A minuta que propõe substituir a RDC nº 327 — norma que abriu caminho para a importação e fabricação de produtos à base de Cannabis — começou a ser analisada pela Diretoria Colegiada da Anvisa, mas sua votação foi interrompida após um pedido de vistas feito por um diretor recém-empossado.
Com isso, a expectativa é que o tema volte à pauta em janeiro de 2026, dando mais tempo para que a Agência avalie uma norma que promete alterar de forma significativa o modelo regulatório construído nos últimos seis anos e reconhecido internacionalmente como uma regulação eficiente, ao que se propôs.
Uma regulação que nasceu sob pressão — e continua em evolução
A RDC 327, criada em 2019, nunca foi uma regra imutável, aliás nenhum marco regulatório sanitário é. Desde o início, gerou debates intensos entre médicos, pacientes, empresas, juristas, no Congresso Nacional, a própria Anvisa e, na Casa Civil. O tema, envolto em ineditismo e forte demanda social, passou a exigir debates, ampliou o volume de ações judiciais vitoriosas e, demandas que seriam incluídas na atual revisão.

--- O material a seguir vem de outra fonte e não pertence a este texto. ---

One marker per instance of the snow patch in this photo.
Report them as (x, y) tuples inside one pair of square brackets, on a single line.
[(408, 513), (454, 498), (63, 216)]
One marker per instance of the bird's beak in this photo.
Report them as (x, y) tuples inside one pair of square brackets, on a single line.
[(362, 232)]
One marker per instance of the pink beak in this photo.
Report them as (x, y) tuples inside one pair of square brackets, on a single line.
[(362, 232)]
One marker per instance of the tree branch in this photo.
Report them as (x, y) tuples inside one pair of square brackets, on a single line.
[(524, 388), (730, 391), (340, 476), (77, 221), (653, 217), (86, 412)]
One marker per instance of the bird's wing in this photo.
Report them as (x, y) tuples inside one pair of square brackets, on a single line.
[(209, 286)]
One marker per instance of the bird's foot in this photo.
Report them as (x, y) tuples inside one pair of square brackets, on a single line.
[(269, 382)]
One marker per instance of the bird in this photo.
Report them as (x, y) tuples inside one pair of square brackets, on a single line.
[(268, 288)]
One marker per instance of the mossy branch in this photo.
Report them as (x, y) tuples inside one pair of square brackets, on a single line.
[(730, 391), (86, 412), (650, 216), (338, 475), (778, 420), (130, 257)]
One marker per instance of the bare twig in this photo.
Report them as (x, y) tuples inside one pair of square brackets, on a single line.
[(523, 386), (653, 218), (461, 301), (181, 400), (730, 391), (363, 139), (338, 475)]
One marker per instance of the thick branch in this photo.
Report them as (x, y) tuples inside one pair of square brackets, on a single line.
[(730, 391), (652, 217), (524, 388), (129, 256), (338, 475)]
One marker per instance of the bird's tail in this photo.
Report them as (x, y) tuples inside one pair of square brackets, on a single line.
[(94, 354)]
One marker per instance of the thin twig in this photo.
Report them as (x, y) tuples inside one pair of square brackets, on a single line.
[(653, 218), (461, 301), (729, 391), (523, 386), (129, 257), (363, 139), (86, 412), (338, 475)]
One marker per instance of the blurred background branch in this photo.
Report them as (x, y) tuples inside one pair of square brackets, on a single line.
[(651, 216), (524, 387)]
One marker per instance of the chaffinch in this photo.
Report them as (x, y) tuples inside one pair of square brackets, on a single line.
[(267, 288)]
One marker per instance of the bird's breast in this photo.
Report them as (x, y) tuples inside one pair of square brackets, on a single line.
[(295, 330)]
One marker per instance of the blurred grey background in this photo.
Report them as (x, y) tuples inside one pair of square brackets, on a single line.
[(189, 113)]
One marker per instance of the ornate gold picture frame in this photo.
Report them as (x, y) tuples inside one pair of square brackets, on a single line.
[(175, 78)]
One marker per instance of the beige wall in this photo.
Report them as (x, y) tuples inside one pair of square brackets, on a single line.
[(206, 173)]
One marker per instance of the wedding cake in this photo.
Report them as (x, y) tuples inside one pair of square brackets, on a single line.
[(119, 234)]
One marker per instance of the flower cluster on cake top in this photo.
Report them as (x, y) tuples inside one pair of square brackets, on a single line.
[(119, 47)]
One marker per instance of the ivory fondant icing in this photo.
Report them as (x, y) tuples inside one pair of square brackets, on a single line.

A consulta pública que embasa a nova minuta recebeu 1.476 contribuições técnicas, um volume que demonstra tanto a relevância quanto a sensibilidade do tema.
Avanços reconhecidos no novo texto
A proposta que está sob análise da Anvisa traz mudanças consideradas positivas por especialistas, como:
• maior detalhamento dos requisitos técnicos;
• reforço no monitoramento pós-comercialização;
• aprimoramento das regras de rastreabilidade;
• maior alinhamento com boas práticas internacionais.
Esses ajustes tendem a fortalecer a segurança sanitária, a previsibilidade regulatória e a maturidade do setor no país.
Mas há pontos que acendem sinais de alerta
Entre os principais pontos de atenção está o possível impacto sobre o acesso via importação. Hoje, milhares de pacientes utilizam produtos que não têm equivalente no mercado brasileiro — seja pela forma farmacêutica, concentração ou perfil de canabinoides.
A minuta prevê que, quando houver um produto “equivalente” regularizado no país, a importação poderá ser restringida. Essa medida, embora tenha objetivos sanitários legítimos, preocupa médicos e pacientes, que temem perder acesso a tratamentos individualizados em curso e com resultado terapêutico de excelência no tratamento da doença diagnosticada.
A Cannabis medicinal não segue a lógica tradicional de substituição entre medicamentos. Diferenças pequenas na formulação podem resultar em respostas clínicas completamente distintas. Por isso, especialistas alertam que restringir importações com base apenas em critérios legais de controle pode gerar desassistência, especialmente em casos raros ou refratários, o que tornará a assistência médica mais onerosa, uma vez que a busca por solução para o declínio do quadro terapêutico, trará o paciente para o médico, hospitais e até a internação e para os casos mais graves poderão ser levados a UTI, a história já nos mostrou casos semelhantes.
O desafio da proporcionalidade regulatória
Outro ponto sensível é o equilíbrio entre rigor sanitário e viabilidade econômica. Regras excessivamente restritivas podem:
• reduzir a concorrência;
• limitar a diversidade de produtos;
• elevar preços;
• dificultar o acesso, sobretudo para pacientes de baixa renda.
Experiências internacionais mostram que ambientes regulatórios bem-sucedidos combinam qualidade e segurança com proporcionalidade e foco no paciente.
Pausa estratégica ou atraso?
Para muitos, o pedido de mais tempo feito na Diretoria Colegiada deve ser interpretado como oportunidade — não como problema. A pausa pode permitir:
• ajustes de redação;
• correções de assimetrias;
• inclusão de informações técnicas recentes;
• avaliação do impacto econômico e social da norma.
Num setor tão novo e sensível, decisões precipitadas podem gerar efeitos imprevistos.
O que o setor espera
Empresas, médicos, associações de pacientes e juristas esperam que a nova resolução:
• garanta segurança jurídica;
• amplie as opções terapêuticas;
• reduza incertezas para quem produz e para quem importa;
• preserve o acesso para quem depende da Cannabis medicinal;
• fomentar a instituição da inclusão do tratamento com a Cannabis Medicinal na Política Pública de Saúde Nacional.
Mais do que regular produtos, regular cuidado
A revisão da RDC 327 é mais do que uma atualização normativa. Ela redefine o lugar da Cannabis medicinal na política de saúde do país.
Regular Cannabis não é regular um bem de consumo: é regular acesso, dignidade e continuidade de tratamento para milhares de brasileiros.
A expectativa agora é que, quando voltar à pauta, a Anvisa entregue uma norma tecnicamente robusta, socialmente responsável e juridicamente estável — capaz de equilibrar rigor sanitário com sensibilidade humana.